1. ## Related Rates Question

Two cars travel on perpendicular roads towards the intersection of the roads. The first car is 100 miles from the intersection and is traveling at 55 mph. The second car starts at the same time 250 miles from the intersection and is going 60 mph. How fast is the distance between them changing 1.5 hours later?

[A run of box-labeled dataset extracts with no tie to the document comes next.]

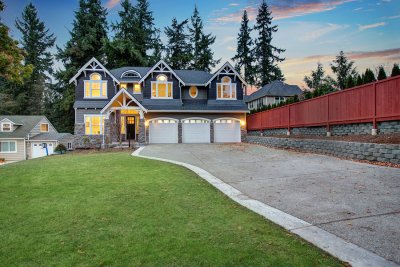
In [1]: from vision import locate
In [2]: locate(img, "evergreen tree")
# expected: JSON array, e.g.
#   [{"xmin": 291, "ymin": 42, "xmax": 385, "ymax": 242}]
[
  {"xmin": 106, "ymin": 0, "xmax": 146, "ymax": 68},
  {"xmin": 378, "ymin": 66, "xmax": 387, "ymax": 81},
  {"xmin": 363, "ymin": 69, "xmax": 376, "ymax": 84},
  {"xmin": 15, "ymin": 3, "xmax": 56, "ymax": 115},
  {"xmin": 304, "ymin": 63, "xmax": 325, "ymax": 89},
  {"xmin": 53, "ymin": 0, "xmax": 108, "ymax": 132},
  {"xmin": 165, "ymin": 18, "xmax": 192, "ymax": 69},
  {"xmin": 232, "ymin": 10, "xmax": 255, "ymax": 85},
  {"xmin": 189, "ymin": 6, "xmax": 219, "ymax": 71},
  {"xmin": 0, "ymin": 0, "xmax": 33, "ymax": 114},
  {"xmin": 356, "ymin": 74, "xmax": 364, "ymax": 86},
  {"xmin": 254, "ymin": 0, "xmax": 285, "ymax": 86},
  {"xmin": 331, "ymin": 51, "xmax": 356, "ymax": 90},
  {"xmin": 390, "ymin": 64, "xmax": 400, "ymax": 77}
]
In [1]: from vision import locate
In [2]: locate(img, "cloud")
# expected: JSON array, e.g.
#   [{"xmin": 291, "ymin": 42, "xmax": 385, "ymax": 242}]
[
  {"xmin": 211, "ymin": 0, "xmax": 355, "ymax": 23},
  {"xmin": 358, "ymin": 22, "xmax": 386, "ymax": 31},
  {"xmin": 106, "ymin": 0, "xmax": 120, "ymax": 9}
]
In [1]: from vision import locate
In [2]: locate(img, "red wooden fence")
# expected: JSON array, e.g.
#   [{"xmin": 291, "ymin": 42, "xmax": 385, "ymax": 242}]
[{"xmin": 247, "ymin": 76, "xmax": 400, "ymax": 131}]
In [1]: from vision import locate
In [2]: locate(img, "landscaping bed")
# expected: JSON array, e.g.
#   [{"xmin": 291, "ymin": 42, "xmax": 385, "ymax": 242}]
[
  {"xmin": 262, "ymin": 134, "xmax": 400, "ymax": 144},
  {"xmin": 0, "ymin": 151, "xmax": 343, "ymax": 266}
]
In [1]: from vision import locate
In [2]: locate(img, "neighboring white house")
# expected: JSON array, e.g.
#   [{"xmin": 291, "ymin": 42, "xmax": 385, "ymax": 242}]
[
  {"xmin": 245, "ymin": 81, "xmax": 303, "ymax": 110},
  {"xmin": 0, "ymin": 115, "xmax": 73, "ymax": 161}
]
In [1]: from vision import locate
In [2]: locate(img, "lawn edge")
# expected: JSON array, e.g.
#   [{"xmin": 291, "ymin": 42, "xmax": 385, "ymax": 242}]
[{"xmin": 131, "ymin": 147, "xmax": 399, "ymax": 267}]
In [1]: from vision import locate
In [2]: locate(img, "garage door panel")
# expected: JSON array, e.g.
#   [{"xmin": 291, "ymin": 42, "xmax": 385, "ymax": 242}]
[
  {"xmin": 149, "ymin": 120, "xmax": 178, "ymax": 144},
  {"xmin": 214, "ymin": 120, "xmax": 241, "ymax": 143},
  {"xmin": 182, "ymin": 122, "xmax": 211, "ymax": 143}
]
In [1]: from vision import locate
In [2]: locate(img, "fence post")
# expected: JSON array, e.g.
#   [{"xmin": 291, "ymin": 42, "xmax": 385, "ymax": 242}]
[{"xmin": 371, "ymin": 82, "xmax": 378, "ymax": 135}]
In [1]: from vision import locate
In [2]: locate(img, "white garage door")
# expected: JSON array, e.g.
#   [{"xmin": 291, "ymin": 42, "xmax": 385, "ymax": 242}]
[
  {"xmin": 149, "ymin": 119, "xmax": 178, "ymax": 144},
  {"xmin": 182, "ymin": 119, "xmax": 210, "ymax": 143},
  {"xmin": 214, "ymin": 119, "xmax": 241, "ymax": 143},
  {"xmin": 32, "ymin": 142, "xmax": 54, "ymax": 159}
]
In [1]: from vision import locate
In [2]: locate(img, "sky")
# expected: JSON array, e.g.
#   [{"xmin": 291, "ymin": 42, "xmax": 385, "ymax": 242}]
[{"xmin": 1, "ymin": 0, "xmax": 400, "ymax": 87}]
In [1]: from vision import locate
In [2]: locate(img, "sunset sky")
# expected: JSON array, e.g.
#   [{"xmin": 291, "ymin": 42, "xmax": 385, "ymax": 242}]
[{"xmin": 2, "ymin": 0, "xmax": 400, "ymax": 89}]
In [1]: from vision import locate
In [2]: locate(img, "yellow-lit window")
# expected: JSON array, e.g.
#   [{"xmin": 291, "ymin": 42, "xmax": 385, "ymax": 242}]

I know that I have to take the derivative of the pythagorean theorem and plug in the values for x, dx/dt, y, and dy/dt. I also know that I have to solve for dz/dt. The only thing I don't understand is how I have to incorporate time into the equation.

Thanks.

-Chris

2. Hello, Chris!

A good sketch helps, of course . . .

Two cars travel on perpendicular roads towards the intersection of the roads.
The first car is 100 miles from the intersection and is traveling at 55 mph.
The second car starts at the same time 250 miles from the intersection and is going 60 mph.
How fast is the distance between them changing 1.5 hours later?
Code:
P o
|
55t |
|
A o
|  *
|     *   x
100-55t|        *
|           *
|              *
C o - - - - - - - - o - - - - - o Q
250-60t       B     60t

The intersection is at $\displaystyle C.$

The first car starts at $\displaystyle P$, where $\displaystyle PC = 100$,
. . and drives south at 55 mph.
In $\displaystyle t$ hours, it moves $\displaystyle 55t$ miles to $\displaystyle A.$
. . $\displaystyle AC \:=\:100-5t$

The second car starts at $\displaystyle Q$, where $\displaystyle QC = 250$,
. . and drives west at 60 mph.
Inb $\displaystyle t$ hours, it moves $\displaystyle 60t$ miles to $\displaystyle B.$
. . $\displaystyle BC \:=\:250-60t$

The distance between them, $\displaystyle x \:=\:AB$,
. . is the hypotenuse of right triangle $\displaystyle ABC.$

Therefore: .$\displaystyle x \;=\;\sqrt{(100-55t)^2 + (250-60t)^2}$

Got it?

3. Yes.

Thanks I ton. I completely understand it now.

-Chris